The activities under development at the ELEDIA@Innov’COM include (but are not limited to) the following main items:
- Wireless monitoring systems for precision farming application
- Semantic wireless localization and tracking
One of the common points between the above research topics is the innovative wireless sensor network (WSN) technology adopted to implement and validate the investigated solutions. The recent advances in autonomous and low-power wireless devices have facilitated the rapid diffusion of such technology, which presents disruptive advantages in a huge number of applications, thanks to its flexibility and adaptability to different practical requirements.
The state-of-the-art about distributed monitoring systems is full of WSN-based approaches and many open problems are still under study to improve the feasibility and the robustness of both the technological and methodological features of the systems.
The ELEDIA@Innov’COM Staff has long experience in the design and development of WSN-based systems, customized to satisfy the functional and non-functional requirements of the application at hand.
Precision Farming
The high quality of the Tunisian citrus fruits like lemons, clementines, Valencia variety, and mandarins is driving the worldwide export of such products.
The accurate management of citrus fruit farming is a key-action to maintain the quality standards of the product and guarantee the success of the export seasons.
In this framework, there is an increasing interest in the adoption of innovative technological solution for precision farming.
The ELEDIA Research Center has developed a WSN-based system for the continuous monitoring of the physical parameters that affect the cultivations. The real-time and distributed acquisition of soil parameters has been implemented through wireless sensors deployed in the fields. Such information can be exploited by farmers to understand the status of the plants and to intervene in the production process.
For example, the soil moisture level in combination with information about the weather conditions could improve the quality of the irrigation, the soil conservation, and the water saving. The activities of the ELEDIA@Innov’COM node aim to study and design a WSN-based monitoring system for the citrus fruit farming in real application environment. The Tunisian scenario represents a unique opportunity to test and improve the features of the investigated technologies and to customize the methodological approaches of data analysis.
Semantic Wireless Localization
The localization of moving targets is attracting great interest in a wide set of applications in the framework of smart cities and communities, and the diffusion of mobile wireless standards and devices has strongly stimulated the research of new and efficient location-based strategies. Both active and passive methods have been widely investigated according to the properties of the targets. Active methods process the wireless signal transmitted by a transceiver weared by the target, while passive solutions exploit the electromagnetic perturbations (measured through the received signal strength indicator) of the wireless propagation caused by the transceiver-free targets.
The properties of the environment have been also considered to improve the localization performance. The ELEDIA Research Center is involved in the study of the so-called Semantic Wireless Localization approach, which aims to understand the characteristics of the localization domain and the potential interactions with the target. The reconstruction of the domain map where the target is located and the extraction of the functional and logical information of the objects (e.g., fixed walls, open/closed doors, on/off appliances, forniture roles, etc.) change the interpretation of the localization from a geometrical point of view (e.g., ‘the target has been localized in position x,y’) to a semantic one (e.g., ‘the target is close to the desk’).

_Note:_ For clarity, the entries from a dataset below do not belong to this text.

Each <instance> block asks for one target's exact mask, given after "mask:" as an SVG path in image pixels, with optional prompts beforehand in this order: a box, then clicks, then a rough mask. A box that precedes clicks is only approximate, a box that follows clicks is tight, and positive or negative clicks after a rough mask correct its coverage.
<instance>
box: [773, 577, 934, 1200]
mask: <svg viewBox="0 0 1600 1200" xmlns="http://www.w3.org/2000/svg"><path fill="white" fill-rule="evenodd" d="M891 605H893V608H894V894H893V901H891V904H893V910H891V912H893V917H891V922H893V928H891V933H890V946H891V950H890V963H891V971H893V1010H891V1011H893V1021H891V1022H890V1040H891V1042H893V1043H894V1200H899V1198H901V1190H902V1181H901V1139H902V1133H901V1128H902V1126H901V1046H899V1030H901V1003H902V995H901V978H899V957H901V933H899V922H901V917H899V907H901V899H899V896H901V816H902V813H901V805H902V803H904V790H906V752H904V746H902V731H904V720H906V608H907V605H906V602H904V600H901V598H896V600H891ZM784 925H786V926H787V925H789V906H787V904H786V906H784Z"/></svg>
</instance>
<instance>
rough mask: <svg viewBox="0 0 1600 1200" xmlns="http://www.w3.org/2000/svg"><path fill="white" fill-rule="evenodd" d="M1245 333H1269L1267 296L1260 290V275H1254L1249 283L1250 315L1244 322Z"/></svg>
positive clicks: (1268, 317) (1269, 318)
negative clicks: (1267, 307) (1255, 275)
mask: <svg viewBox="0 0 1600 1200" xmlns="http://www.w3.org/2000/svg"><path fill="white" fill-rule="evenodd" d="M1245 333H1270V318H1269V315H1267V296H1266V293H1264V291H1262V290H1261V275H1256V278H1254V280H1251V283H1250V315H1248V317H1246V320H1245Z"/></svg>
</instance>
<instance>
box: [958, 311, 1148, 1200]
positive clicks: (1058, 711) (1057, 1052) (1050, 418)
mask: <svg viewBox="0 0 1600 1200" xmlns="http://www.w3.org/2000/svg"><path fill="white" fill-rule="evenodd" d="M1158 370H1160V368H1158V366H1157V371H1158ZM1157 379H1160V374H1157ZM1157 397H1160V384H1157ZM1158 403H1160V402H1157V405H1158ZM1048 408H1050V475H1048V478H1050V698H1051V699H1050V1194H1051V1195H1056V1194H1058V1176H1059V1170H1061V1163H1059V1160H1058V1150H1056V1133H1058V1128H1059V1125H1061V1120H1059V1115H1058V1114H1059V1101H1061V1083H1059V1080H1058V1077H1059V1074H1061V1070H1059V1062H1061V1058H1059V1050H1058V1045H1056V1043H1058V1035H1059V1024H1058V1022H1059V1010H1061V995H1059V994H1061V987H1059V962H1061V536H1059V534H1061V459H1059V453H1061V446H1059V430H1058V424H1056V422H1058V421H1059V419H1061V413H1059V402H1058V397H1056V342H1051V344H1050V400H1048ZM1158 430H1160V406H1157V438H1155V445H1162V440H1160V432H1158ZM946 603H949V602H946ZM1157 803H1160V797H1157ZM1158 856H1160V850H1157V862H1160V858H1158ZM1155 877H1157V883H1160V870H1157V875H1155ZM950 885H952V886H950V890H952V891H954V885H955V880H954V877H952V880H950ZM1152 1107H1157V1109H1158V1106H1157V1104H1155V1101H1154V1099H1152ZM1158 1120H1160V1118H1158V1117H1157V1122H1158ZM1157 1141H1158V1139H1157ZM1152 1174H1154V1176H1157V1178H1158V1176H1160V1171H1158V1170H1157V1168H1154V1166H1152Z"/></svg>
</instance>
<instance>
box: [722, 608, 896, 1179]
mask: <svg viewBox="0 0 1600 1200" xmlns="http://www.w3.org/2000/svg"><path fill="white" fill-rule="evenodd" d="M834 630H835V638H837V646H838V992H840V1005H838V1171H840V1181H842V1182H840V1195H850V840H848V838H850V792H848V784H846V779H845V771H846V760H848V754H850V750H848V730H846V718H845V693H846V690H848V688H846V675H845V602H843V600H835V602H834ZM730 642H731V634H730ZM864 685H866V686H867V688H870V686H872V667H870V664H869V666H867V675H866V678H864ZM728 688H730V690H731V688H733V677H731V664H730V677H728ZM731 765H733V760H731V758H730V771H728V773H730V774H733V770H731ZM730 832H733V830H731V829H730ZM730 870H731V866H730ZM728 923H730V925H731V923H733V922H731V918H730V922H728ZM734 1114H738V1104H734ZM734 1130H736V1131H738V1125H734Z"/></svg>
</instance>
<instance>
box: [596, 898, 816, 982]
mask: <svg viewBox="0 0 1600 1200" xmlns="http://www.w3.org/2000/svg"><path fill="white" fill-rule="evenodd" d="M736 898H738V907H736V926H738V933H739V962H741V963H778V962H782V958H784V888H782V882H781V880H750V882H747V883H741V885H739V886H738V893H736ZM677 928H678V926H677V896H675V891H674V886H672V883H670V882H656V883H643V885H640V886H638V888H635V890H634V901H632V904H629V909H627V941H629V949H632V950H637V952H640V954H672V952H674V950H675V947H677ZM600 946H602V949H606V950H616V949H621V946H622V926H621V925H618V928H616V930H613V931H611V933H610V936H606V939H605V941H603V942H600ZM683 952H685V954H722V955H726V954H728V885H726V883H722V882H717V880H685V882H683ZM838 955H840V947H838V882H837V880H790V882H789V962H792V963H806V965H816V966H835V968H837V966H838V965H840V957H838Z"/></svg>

The activities developed by the ELEDIA@Innov’COM leverage the solid background on the localization methods studied by the involved members, including learning-by-example (LBE) strategies like neural networks, support vector machines, regression trees, gaussian processes, etc., able to learn the complex relation between the wireless signal behavior and the target position. The real-time performance make the LBE methods suitable for the efficient localization of different typologies of wireless devices, like the nodes of a WSN or the widely diffused WiFi-enabled smartphones.